Breathing Methods

There are different breathing methods in qi gong. Using a appropriate methods will enable you to increase or decrease the amount and flow of qi in your body.

Breathing Method 1

The first method is your usual breathing method. Let's try this method now:

1) Stand with your feet about shoulder width apart with your arms hanging loosely at your sides.

2) Calm down your body and mind and relax. At the same time, focus your thoughts on standing still. Maintain this position for about five minutes. Breath in a natural pattern.

This method is basically when you concentrate on the movements or positions of the various exercises, without thinking about any particular breathing pattern.

This method is used when you first learn any exercise. You can concentrate exclusively on the details of what you are supposed to be doing without adding too many extra details on breathing.

Breathing Method 2

The next type is a deep breathing style that coordinates your breathing with the movement of your diaphragm and stomach muscles.

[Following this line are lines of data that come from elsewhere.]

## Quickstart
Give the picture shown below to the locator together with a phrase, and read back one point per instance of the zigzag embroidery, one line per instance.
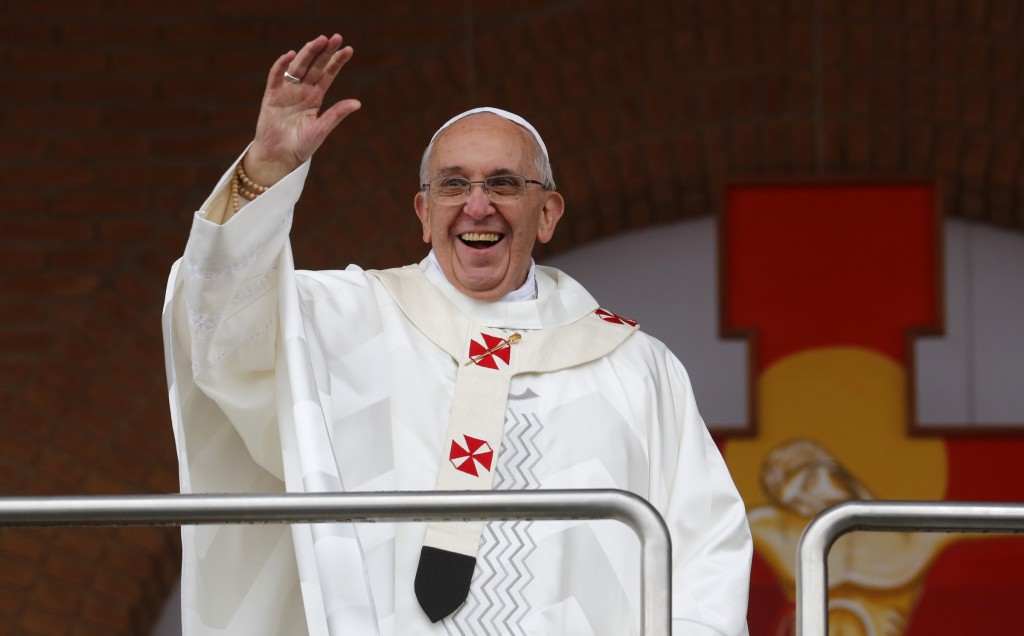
(497, 601)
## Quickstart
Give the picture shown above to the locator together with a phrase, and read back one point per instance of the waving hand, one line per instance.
(292, 125)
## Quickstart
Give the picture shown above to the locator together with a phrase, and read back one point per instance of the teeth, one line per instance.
(480, 236)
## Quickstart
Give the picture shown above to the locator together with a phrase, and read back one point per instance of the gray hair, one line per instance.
(541, 162)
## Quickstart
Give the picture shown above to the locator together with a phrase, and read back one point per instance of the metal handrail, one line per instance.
(818, 537)
(655, 544)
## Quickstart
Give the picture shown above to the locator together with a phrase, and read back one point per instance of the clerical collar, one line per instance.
(526, 292)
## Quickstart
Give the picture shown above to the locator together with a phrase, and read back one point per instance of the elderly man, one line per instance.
(474, 369)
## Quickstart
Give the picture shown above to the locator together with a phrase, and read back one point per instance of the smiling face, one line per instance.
(483, 248)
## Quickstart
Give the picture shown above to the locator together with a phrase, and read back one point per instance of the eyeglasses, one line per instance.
(499, 188)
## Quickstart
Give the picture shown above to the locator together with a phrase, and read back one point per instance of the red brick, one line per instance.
(105, 612)
(48, 284)
(15, 571)
(55, 596)
(124, 33)
(53, 118)
(160, 61)
(159, 117)
(26, 89)
(37, 622)
(48, 176)
(45, 61)
(24, 544)
(22, 147)
(85, 259)
(129, 560)
(120, 588)
(25, 341)
(20, 259)
(124, 229)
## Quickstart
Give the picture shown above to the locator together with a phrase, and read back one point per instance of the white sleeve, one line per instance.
(692, 489)
(220, 332)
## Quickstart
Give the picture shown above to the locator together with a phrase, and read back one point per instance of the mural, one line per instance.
(826, 390)
(829, 285)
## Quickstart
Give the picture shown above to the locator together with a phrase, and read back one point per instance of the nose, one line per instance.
(477, 203)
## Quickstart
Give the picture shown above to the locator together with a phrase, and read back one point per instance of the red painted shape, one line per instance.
(854, 265)
(829, 265)
(614, 319)
(476, 451)
(499, 347)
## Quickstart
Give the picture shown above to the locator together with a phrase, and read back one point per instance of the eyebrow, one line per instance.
(450, 170)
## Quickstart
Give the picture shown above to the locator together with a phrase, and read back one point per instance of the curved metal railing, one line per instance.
(818, 537)
(655, 544)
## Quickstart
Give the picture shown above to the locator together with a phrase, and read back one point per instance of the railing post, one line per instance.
(821, 533)
(655, 544)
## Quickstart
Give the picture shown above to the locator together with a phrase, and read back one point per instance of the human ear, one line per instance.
(423, 212)
(550, 213)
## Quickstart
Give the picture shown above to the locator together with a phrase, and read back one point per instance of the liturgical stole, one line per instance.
(487, 358)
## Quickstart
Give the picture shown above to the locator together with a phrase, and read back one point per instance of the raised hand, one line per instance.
(291, 125)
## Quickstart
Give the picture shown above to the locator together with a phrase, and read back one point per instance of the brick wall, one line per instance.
(117, 117)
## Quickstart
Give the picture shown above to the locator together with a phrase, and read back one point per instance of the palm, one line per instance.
(291, 125)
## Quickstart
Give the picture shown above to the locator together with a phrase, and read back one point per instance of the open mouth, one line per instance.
(480, 240)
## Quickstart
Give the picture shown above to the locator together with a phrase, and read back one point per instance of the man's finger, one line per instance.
(330, 118)
(276, 74)
(306, 55)
(323, 58)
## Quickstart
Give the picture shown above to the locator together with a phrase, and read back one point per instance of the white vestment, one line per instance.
(297, 381)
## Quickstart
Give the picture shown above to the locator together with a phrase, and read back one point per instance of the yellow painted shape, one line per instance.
(852, 401)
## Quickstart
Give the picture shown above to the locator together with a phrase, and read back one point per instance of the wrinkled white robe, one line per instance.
(297, 381)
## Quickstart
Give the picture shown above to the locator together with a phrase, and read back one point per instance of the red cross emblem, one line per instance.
(476, 452)
(484, 354)
(608, 316)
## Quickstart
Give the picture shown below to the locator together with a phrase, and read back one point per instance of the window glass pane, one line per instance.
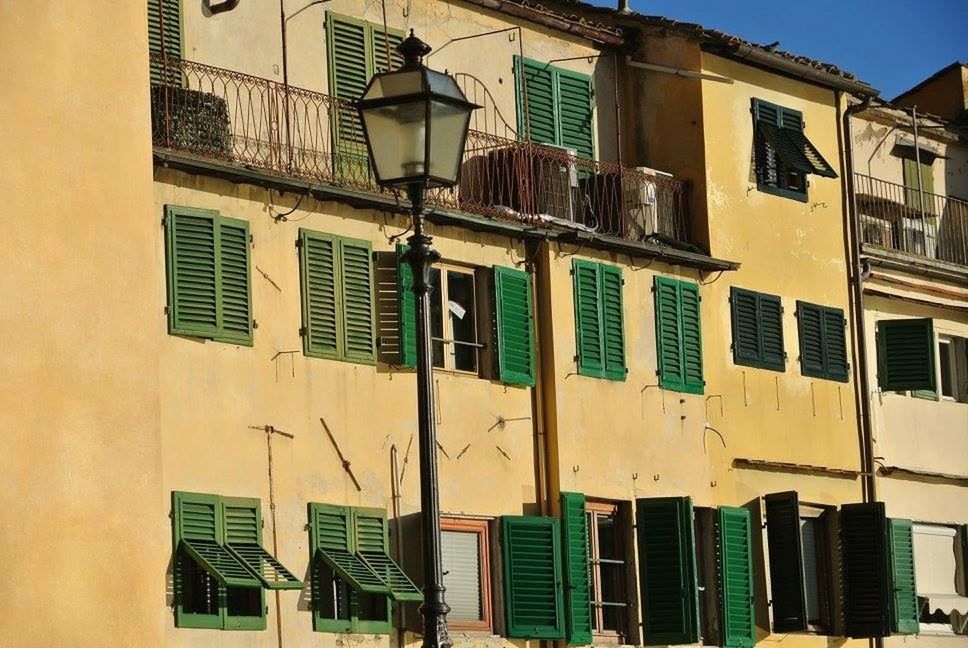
(811, 582)
(436, 317)
(460, 306)
(461, 558)
(934, 559)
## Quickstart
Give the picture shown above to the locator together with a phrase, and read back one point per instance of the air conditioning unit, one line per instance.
(642, 203)
(556, 184)
(877, 231)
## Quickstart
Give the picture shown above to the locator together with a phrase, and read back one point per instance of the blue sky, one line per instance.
(891, 44)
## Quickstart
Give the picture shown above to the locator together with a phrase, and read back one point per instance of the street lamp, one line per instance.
(415, 121)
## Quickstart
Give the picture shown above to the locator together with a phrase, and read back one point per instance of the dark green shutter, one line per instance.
(235, 290)
(588, 318)
(537, 101)
(667, 570)
(575, 106)
(867, 590)
(668, 334)
(574, 532)
(533, 594)
(407, 312)
(905, 355)
(613, 324)
(192, 271)
(171, 45)
(515, 337)
(372, 545)
(320, 299)
(835, 344)
(356, 285)
(786, 562)
(736, 577)
(905, 600)
(691, 326)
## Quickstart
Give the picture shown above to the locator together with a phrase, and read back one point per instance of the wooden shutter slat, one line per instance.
(515, 314)
(532, 577)
(867, 595)
(667, 570)
(736, 574)
(905, 607)
(786, 561)
(905, 355)
(574, 531)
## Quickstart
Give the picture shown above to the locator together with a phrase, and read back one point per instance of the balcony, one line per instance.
(260, 124)
(893, 217)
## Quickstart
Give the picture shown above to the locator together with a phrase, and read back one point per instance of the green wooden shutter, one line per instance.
(835, 344)
(320, 298)
(171, 44)
(372, 545)
(356, 288)
(736, 577)
(668, 334)
(667, 570)
(575, 108)
(905, 355)
(810, 328)
(905, 599)
(536, 112)
(588, 318)
(867, 590)
(407, 312)
(533, 595)
(235, 289)
(613, 323)
(515, 315)
(574, 533)
(691, 327)
(786, 562)
(191, 237)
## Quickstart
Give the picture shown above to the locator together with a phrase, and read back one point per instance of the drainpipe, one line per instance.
(856, 275)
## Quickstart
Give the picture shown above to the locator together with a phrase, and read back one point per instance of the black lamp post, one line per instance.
(415, 121)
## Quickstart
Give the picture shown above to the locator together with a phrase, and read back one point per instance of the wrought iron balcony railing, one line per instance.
(262, 124)
(899, 218)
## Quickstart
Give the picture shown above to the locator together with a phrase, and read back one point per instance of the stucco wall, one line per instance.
(82, 530)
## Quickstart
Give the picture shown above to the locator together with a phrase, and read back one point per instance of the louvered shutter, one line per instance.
(905, 355)
(574, 532)
(199, 532)
(533, 596)
(613, 324)
(575, 106)
(235, 290)
(736, 577)
(192, 271)
(786, 562)
(810, 327)
(668, 333)
(537, 105)
(691, 327)
(515, 316)
(407, 311)
(667, 570)
(331, 540)
(356, 288)
(905, 600)
(588, 318)
(170, 44)
(320, 298)
(372, 545)
(835, 344)
(867, 590)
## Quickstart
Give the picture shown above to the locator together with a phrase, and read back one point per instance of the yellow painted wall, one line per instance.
(83, 533)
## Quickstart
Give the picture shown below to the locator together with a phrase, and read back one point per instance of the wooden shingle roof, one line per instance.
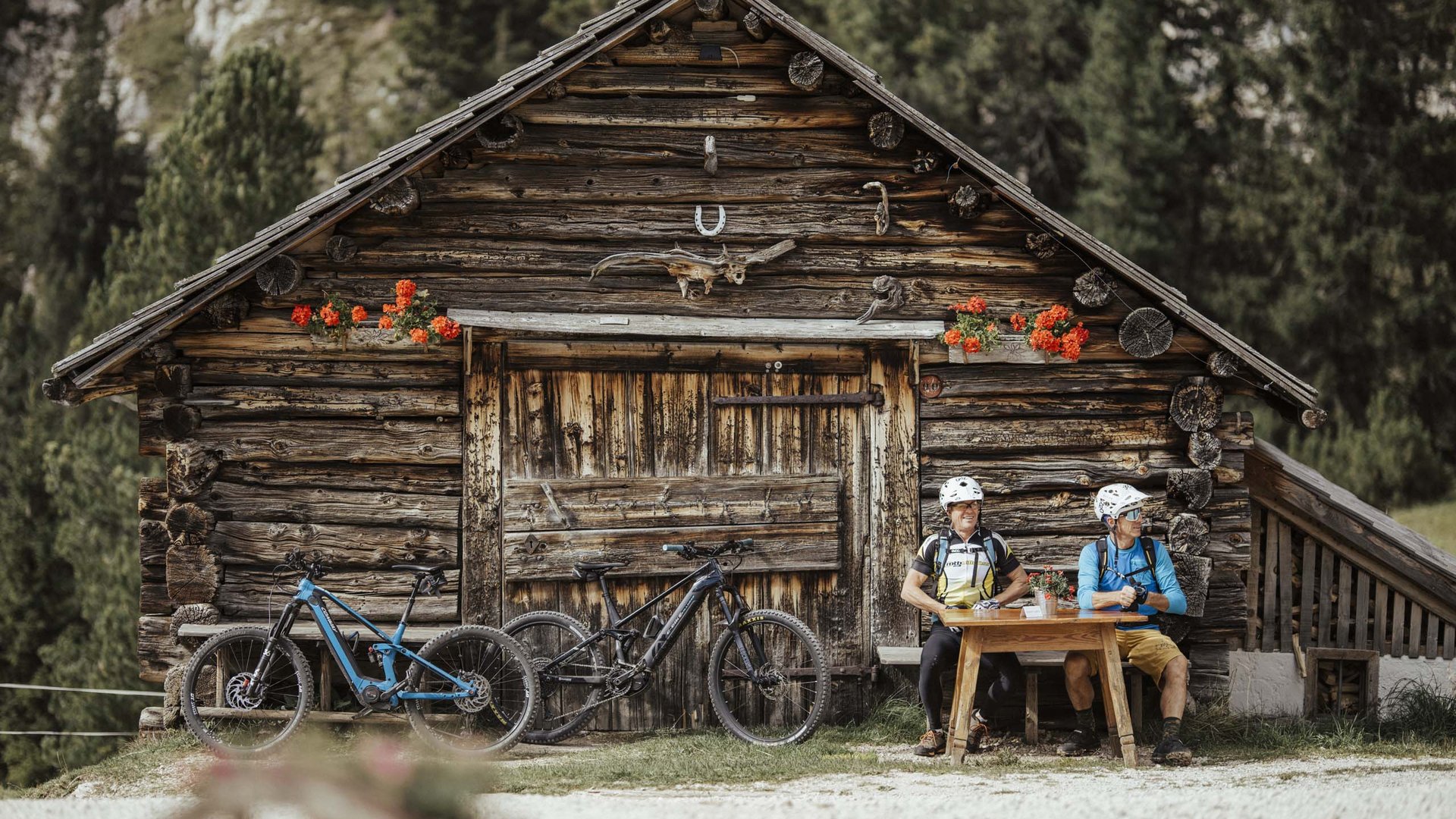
(88, 369)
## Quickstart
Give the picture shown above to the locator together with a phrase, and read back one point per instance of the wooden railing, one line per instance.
(1331, 572)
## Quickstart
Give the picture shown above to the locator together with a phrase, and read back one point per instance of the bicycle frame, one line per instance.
(389, 649)
(707, 579)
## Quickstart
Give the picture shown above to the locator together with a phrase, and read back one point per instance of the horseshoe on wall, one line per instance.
(723, 221)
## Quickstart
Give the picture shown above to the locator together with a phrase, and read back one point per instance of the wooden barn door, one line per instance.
(610, 449)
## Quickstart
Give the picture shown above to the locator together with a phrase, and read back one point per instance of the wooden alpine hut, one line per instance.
(701, 257)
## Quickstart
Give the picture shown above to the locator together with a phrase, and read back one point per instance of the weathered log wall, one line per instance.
(359, 453)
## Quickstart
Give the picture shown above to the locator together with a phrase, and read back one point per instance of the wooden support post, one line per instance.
(1033, 681)
(1307, 594)
(1286, 586)
(1382, 604)
(1254, 577)
(1362, 637)
(481, 579)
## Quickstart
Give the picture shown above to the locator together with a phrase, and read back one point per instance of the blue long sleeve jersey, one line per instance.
(1131, 563)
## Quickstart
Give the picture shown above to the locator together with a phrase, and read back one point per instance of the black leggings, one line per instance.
(999, 673)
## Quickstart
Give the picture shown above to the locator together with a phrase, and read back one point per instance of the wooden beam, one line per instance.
(696, 327)
(482, 572)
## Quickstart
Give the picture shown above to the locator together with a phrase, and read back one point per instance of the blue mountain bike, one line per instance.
(468, 689)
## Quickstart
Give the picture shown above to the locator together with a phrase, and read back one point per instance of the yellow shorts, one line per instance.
(1147, 649)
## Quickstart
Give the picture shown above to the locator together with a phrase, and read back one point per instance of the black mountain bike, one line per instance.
(766, 675)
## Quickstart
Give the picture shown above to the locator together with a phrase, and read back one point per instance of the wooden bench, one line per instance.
(1033, 664)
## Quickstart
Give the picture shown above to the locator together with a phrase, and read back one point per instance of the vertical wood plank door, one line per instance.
(610, 449)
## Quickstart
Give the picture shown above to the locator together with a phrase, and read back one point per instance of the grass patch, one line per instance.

As you inhale, allow your stomach to push out, and as you exhale let your stomach muscles relax so that your belly goes back to its normal position.

This pumping action of your stomach muscles activates your Dan Tien.

Dan Tien is the qi cavity that is located about an inch and a half below your belly button.

With practice, the very action of moving your stomach in this manner will help your qi to collect there because the muscles are being lightly exercised.

Breathing Method 3

This breathing style uses the opposite movements of Breathing Method 2.

As you inhale, you pull in your stomach.

Then as you exhale, you relax the muscles so that your belly can return to its normal position.

This method is more powerful than the other two types of breathing. This method of breathing is used primarily for moving qi strongly through your body to achieve particular results, such as increased muscular strength or the emission of energy from your body for healing, nonverbal communication, and energy transference.

As you inhale, pull in your stomach muscles as though you were trying to suck in your gut. This will move your diaphragm and allow the air to sink even further into your body.

Now you need to relax your stomach muscles, which will then allow them to move out to their natural position.

Do not push them out. Instead, relax and let them move by themselves. While your stomach muscles are returning to their natural position, start exhaling through your nose very slowly. You want your inhalation and your exhalation to be about the same length, or if possible, have your inhalation slightly longer.